Par Zakia Laaroussi, Paris
Au Moyen-Orient, la géographie n’est pas un décor ; elle est un acteur. Les détroits parlent, les déserts négocient et les idéologies voyagent plus vite que les armées. Dans cet univers où l’Histoire refuse de mourir, l’Iran apparaît comme l’un des phénomènes géopolitiques les plus complexes du 21 ème siècle. L’Iran n’est pas seulement un État. C’est une mémoire impériale, une culture stratégique et une vision du temps. Là où de nombreuses puissances raisonnent à l’échelle de quelques années, Téhéran pense souvent en décennies. La clé de compréhension réside dans une idée simple : pour les stratèges iraniens, la sécurité nationale ne s’arrête pas aux frontières du pays. Elle commence au-delà.
C’est ainsi qu’est née la profondeur stratégique iranienne : un réseau d’influences, d’alliances, de partenaires et d’instruments de dissuasion qui transforme l’espace régional en ce que certains décrivent comme une « pieuvre géopolitique ». Chaque tentacule possède sa fonction propre : pression politique, influence idéologique, guerre asymétrique, capacité de dissuasion ou négociation indirecte. La force du système ne réside pas uniquement dans sa puissance militaire mais dans sa capacité d’adaptation.
Aujourd’hui, ce modèle traverse l’épreuve la plus difficile de son histoire récente. Les affrontements actuels dépassent largement la question nucléaire ou la rivalité irano-israélienne. Ils s’inscrivent dans une lutte plus vaste portant sur les routes énergétiques mondiales, les équilibres régionaux et la redistribution du pouvoir international. Le détroit d’Ormuz demeure le cœur de cette équation. Ce passage maritime est bien davantage qu’une voie commerciale : il constitue l’un des leviers géostratégiques les plus puissants de la planète.
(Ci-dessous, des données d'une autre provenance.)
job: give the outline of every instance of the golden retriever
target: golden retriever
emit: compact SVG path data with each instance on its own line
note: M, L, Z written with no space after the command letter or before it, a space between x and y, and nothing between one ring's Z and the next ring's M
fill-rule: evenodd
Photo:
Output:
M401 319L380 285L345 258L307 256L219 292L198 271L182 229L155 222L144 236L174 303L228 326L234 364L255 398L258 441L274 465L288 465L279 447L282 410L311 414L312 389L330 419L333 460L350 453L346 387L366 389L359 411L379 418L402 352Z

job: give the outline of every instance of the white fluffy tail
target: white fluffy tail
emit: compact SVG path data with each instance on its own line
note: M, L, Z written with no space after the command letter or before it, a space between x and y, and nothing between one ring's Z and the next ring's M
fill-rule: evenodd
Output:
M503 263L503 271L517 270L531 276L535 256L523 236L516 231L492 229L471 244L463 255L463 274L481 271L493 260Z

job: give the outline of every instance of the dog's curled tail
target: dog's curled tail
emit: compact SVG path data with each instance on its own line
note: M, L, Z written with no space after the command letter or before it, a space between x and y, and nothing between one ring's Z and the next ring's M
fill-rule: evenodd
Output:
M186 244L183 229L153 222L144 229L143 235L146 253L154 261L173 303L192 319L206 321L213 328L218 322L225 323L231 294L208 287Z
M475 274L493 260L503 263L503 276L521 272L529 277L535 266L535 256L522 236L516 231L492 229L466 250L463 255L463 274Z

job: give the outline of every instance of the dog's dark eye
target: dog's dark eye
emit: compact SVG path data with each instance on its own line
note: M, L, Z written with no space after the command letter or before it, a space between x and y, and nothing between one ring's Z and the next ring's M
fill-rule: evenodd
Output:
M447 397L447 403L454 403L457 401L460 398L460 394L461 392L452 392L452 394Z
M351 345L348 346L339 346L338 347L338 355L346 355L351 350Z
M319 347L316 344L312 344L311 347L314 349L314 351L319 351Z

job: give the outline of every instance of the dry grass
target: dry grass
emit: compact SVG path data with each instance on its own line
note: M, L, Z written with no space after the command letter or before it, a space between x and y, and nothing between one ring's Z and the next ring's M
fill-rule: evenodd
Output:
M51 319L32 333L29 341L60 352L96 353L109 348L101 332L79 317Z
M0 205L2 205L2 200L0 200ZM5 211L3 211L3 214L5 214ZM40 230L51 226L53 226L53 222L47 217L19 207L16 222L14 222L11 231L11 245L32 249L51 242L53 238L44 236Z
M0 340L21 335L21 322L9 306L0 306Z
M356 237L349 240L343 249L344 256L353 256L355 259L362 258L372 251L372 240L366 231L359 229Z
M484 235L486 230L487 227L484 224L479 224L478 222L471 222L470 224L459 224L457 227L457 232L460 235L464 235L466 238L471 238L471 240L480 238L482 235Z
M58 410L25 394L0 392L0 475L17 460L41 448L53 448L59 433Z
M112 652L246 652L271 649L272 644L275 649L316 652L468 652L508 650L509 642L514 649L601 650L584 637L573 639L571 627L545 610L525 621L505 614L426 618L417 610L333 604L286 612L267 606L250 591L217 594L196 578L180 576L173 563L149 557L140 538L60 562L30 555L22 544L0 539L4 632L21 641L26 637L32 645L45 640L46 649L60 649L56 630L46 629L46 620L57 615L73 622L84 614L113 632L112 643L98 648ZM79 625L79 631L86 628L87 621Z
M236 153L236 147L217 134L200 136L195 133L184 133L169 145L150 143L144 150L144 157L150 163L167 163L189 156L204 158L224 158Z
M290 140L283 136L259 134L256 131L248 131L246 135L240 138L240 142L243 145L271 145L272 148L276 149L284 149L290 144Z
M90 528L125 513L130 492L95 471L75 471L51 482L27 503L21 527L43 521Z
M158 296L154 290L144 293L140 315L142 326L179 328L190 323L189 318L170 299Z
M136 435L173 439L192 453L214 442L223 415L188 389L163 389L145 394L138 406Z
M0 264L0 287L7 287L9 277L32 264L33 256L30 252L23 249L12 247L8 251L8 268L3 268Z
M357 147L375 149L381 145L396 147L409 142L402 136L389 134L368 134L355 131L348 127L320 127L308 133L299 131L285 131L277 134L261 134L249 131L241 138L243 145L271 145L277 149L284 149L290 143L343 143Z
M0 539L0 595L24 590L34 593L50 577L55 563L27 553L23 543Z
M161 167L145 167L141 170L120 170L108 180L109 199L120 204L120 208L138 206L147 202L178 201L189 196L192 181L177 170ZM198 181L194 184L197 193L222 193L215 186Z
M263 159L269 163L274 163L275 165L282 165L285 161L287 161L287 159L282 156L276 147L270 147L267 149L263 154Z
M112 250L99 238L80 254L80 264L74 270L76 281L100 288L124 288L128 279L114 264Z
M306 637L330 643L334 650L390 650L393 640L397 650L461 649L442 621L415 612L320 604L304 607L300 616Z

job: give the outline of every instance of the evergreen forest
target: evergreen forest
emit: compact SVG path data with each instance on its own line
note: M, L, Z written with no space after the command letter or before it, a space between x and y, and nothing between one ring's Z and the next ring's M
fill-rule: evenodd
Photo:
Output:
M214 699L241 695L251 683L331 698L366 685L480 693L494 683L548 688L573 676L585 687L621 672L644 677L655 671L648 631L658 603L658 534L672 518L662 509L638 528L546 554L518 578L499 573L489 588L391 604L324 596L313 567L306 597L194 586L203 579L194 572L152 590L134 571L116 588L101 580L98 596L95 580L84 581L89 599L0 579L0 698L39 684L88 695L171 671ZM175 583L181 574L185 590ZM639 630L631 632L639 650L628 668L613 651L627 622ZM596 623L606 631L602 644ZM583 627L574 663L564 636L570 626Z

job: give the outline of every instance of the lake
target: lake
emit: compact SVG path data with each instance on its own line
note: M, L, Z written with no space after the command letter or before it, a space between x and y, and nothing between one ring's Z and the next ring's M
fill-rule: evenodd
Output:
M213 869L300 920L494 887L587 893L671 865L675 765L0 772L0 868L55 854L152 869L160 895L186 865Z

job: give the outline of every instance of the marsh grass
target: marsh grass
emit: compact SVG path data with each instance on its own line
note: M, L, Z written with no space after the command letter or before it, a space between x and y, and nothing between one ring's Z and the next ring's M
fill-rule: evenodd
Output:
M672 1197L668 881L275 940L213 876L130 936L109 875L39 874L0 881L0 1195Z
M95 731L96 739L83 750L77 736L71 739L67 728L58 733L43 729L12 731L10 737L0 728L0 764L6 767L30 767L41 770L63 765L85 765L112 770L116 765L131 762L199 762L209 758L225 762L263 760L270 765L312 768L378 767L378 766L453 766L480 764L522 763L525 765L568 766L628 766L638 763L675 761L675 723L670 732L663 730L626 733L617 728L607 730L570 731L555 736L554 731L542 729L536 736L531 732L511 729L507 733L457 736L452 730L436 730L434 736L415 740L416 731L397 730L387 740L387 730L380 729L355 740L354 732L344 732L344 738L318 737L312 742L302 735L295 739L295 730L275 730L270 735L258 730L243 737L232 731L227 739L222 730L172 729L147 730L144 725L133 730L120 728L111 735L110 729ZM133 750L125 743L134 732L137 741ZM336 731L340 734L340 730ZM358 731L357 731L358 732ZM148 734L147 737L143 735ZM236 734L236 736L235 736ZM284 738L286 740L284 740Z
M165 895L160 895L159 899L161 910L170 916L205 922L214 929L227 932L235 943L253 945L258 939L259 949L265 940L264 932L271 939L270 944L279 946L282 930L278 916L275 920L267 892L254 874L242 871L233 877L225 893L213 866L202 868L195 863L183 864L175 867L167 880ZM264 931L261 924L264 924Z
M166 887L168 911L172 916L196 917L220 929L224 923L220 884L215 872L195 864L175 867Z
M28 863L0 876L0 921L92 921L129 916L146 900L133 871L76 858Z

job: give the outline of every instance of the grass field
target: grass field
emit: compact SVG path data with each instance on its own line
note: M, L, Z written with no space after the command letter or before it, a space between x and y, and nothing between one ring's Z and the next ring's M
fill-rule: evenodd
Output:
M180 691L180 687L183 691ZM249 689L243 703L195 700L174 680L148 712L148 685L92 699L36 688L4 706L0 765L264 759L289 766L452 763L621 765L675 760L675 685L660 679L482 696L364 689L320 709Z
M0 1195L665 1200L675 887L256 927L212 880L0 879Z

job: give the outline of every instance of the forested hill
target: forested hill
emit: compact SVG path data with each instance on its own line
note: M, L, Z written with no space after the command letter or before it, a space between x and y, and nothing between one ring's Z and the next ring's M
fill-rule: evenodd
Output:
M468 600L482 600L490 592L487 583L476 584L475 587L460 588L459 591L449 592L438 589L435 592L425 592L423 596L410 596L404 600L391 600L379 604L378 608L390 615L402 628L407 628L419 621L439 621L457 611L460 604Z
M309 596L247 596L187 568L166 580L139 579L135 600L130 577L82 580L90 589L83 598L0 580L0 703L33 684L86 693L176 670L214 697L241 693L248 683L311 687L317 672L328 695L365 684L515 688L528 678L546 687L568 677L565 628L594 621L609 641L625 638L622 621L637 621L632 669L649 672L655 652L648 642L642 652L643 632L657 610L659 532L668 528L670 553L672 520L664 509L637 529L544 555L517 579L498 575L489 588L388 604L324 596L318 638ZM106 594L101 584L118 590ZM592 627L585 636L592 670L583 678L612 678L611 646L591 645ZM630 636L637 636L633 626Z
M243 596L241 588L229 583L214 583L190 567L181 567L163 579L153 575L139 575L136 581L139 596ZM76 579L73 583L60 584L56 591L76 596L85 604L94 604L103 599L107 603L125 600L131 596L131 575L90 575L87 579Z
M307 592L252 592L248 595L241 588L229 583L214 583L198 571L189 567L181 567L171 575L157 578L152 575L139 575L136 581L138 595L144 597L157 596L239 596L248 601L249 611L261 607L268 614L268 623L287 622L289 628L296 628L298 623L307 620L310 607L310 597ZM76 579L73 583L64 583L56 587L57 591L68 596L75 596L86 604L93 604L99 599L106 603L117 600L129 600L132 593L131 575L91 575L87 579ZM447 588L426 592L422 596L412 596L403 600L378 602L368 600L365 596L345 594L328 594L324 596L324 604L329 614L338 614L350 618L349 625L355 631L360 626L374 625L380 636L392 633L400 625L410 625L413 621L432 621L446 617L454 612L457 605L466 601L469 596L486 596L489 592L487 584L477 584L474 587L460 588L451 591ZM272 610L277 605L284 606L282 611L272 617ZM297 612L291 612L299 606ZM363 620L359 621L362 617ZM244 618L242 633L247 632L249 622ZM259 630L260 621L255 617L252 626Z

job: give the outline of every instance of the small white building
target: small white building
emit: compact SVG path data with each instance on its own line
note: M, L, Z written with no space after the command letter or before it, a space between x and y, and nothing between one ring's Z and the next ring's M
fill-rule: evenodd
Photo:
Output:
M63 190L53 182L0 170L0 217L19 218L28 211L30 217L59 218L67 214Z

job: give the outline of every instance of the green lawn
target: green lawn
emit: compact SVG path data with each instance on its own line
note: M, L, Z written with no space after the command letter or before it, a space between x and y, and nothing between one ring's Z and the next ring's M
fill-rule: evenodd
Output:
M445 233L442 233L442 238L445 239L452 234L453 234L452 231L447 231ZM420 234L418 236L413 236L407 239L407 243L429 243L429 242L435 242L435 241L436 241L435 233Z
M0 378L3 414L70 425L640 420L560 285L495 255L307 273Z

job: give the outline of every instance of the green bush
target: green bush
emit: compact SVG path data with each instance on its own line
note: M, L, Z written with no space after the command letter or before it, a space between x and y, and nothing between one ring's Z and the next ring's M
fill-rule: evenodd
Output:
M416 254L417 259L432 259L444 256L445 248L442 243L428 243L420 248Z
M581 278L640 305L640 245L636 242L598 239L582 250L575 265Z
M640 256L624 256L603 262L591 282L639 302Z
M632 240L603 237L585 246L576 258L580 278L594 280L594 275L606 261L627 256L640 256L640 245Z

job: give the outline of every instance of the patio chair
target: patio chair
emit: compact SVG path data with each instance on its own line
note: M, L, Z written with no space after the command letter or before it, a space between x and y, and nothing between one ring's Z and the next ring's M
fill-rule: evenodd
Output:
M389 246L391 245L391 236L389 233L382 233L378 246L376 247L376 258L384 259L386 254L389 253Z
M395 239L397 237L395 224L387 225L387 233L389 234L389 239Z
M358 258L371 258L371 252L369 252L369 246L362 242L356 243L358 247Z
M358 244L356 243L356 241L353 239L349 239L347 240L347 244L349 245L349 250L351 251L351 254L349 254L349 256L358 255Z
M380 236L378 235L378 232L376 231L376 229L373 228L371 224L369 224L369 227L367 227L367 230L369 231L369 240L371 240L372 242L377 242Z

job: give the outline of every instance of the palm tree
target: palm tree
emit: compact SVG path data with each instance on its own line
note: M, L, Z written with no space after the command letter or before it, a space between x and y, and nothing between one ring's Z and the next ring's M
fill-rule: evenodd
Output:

L’intelligence stratégique iranienne repose précisément sur cette capacité à transformer la géographie en instrument de puissance.

Toutefois, l’Iran fait également face à des défis internes considérables : pressions économiques, aspirations sociales nouvelles, transformations démographiques et interrogation sur la pérennité du contrat politique issu de la révolution de 1979. Le véritable défi n’est peut-être pas militaire. Il pourrait être sociologique. Face à lui, Israël poursuit une logique de neutralisation préventive des menaces stratégiques. Les États-Unis cherchent à préserver les équilibres régionaux tout en protégeant leurs intérêts globaux. La Chine observe avec inquiétude tout ce qui pourrait menacer ses approvisionnements énergétiques. Quant à la Russie, elle voit dans chaque recomposition régionale une opportunité de redéfinir l’ordre international.
Ainsi, le Moyen-Orient redevient le théâtre central des rivalités du 21 ème siècle. La question fondamentale n’est plus seulement de savoir qui gagnera cette confrontation. La véritable question est de savoir quel monde émergera après elle. Car lorsque les grandes puissances s’affrontent indirectement autour d’un même espace, ce ne sont pas seulement les frontières qui changent. Ce sont les règles du système international lui-même. Et dans ce grand labyrinthe persan, chaque sortie semble conduire vers une nouvelle énigme.